Q4 saw market share gain for company; Q1FY20F is expected to be relatively stable; ‘Buy’ maintained
Q4 results were ahead of the Street at all levels (though it was slightly below our estimates). Considering the demand slowdown and liquidity concern in the system in Q3 which continued into Q4, we are of the view that the results reflect strong sales volumes and market share gain (50bps y-o-y to 13.6%) for JSTL.
Further, auto sales have been unusually weak (declining 22% y-o-y), though management expects the situation to revive in 2HFY20 (generally auto sales revive post elections, according to management).
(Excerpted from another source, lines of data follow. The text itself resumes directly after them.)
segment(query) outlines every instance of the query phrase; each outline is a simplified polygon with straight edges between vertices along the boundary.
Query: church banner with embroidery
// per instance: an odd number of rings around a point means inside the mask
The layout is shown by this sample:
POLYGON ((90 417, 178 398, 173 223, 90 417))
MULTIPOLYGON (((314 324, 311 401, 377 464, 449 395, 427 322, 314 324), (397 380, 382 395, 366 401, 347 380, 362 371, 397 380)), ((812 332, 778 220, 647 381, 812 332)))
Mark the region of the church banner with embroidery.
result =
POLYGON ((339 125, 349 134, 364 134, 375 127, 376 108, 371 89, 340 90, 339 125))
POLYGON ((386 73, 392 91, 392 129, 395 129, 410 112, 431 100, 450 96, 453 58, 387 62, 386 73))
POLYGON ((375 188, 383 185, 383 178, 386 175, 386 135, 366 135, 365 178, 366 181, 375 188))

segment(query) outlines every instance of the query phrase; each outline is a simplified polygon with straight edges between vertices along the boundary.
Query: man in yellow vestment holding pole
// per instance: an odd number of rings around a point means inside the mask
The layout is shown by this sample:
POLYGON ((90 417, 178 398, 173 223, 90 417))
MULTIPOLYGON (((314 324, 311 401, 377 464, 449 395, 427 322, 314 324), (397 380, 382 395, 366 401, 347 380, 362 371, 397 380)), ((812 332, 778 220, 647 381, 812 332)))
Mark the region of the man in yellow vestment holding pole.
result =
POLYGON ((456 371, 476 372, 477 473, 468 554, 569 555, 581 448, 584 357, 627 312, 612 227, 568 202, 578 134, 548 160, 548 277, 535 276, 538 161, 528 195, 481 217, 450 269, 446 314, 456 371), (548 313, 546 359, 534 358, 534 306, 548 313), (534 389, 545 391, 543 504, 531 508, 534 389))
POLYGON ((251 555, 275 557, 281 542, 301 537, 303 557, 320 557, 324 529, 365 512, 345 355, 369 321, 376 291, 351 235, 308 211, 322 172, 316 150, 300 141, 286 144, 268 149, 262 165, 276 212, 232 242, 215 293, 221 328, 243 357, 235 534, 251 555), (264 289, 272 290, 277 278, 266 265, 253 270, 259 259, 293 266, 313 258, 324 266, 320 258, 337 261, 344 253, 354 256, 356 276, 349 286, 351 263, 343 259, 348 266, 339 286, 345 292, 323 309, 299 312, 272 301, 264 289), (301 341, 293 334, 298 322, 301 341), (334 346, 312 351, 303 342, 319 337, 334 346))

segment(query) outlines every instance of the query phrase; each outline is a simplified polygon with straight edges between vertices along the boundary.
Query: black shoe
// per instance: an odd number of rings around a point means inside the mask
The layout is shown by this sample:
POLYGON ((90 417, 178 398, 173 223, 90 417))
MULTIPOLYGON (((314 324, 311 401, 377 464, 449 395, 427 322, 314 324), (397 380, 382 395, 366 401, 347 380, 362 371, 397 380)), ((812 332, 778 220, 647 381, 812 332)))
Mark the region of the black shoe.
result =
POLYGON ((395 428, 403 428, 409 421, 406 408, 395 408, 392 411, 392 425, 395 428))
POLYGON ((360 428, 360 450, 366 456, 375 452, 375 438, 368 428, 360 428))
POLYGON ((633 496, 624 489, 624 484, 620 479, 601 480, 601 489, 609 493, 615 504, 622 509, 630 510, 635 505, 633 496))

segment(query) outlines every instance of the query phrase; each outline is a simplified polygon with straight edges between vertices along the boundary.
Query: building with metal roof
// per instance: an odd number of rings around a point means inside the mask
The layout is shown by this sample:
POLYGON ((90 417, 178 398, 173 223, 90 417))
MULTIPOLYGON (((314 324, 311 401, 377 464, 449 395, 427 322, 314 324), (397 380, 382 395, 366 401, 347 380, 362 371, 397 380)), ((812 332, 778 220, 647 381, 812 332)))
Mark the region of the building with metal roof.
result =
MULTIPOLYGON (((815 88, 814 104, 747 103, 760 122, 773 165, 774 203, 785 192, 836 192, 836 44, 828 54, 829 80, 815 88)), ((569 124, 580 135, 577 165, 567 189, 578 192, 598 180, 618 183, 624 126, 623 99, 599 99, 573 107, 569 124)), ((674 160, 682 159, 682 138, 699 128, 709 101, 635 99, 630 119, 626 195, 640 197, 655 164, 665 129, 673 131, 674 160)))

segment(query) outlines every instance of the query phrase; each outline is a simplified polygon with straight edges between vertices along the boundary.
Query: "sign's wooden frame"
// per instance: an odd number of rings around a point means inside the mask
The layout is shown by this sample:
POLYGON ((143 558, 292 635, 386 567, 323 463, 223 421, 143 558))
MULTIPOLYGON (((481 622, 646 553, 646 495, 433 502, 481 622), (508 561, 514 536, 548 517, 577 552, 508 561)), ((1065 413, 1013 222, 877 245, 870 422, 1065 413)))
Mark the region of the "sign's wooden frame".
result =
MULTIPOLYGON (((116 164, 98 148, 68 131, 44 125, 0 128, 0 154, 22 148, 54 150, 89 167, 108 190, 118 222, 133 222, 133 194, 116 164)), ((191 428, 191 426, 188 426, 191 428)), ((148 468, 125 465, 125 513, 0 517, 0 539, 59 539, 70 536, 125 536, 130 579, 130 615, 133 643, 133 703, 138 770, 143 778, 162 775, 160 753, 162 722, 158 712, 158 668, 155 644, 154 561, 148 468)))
On top of this, the company has liquidated earlier inventory build-up which is a key positive.
Q1FY20F results expected to be relatively stable
Steel prices have recovered from the lows of Jan-Feb’19 (below $500/t) to levels of $520-530/t (recently moderating to $510/t); thus, steel prices remain range-bound. Further, management has guided for coking coal cost remaining stable in Q1 vs Q4. We believe this will lead to stable spreads as we do not envisage a sharp increase in domestic iron ore prices.
Bhushan Power and Steel (unlisted) acquisition
Management is looking at getting an equity partner on-board and will likely structure the deal in a manner that the entity will not be consolidated. Management guides that leverage ratios will be maintained. We estimate that JSW Steel needs external equity funding of at least `50 bn to maintain its leverage ratios.
Outlook for the company
Production guidance of 16.95mnt for FY20: The production and sales guidance are up 1.5% y-o-y for FY20. We note that at present JSTL is undergoing capacity expansion at Dolvi (+5mntpa) which once complete should lead to a boost in volumes only from FY21.
Management to incur `157 bn in capex in FY20: JSTL has revised its capex plan for FY18-22 from `444 bn to `487 bn. While the 0.7 mnt (`13.75 bn) Dolvi DRI capacity expansion has been shelved, several cost-saving projects have been added (with hurdle IRR >15%).
Domestic iron ore prices likely to remain weak in FY20: Management expects the weakness in domestic iron ore prices to continue into FY20 as with several mining concessions set to expire in March, 2020, miners are producing at peak permissible levels.
Management expects substantial cost savings in FY20/21: Certain projects like commissioning of the piped conveyor belt for iron ore could lead to cost savings of `200/T (or `350/T of steel) on 11 mnt of iron ore in FY20 (and for entire 22 mnt needed at Vijayanagar plant in FY21).
We value JSW Steel at 2.17x 1-year fwd P/BV and add `5.3/sh on account of value added by the Monnet Ispat acquisition to arrive at our TP of `365. Key risks: (i) relatively higher domestic iron ore prices from NMDC; (ii) slowdown in global demand and hence dumping from China, Korea; and 3) compression of steel spreads from supply-side shocks.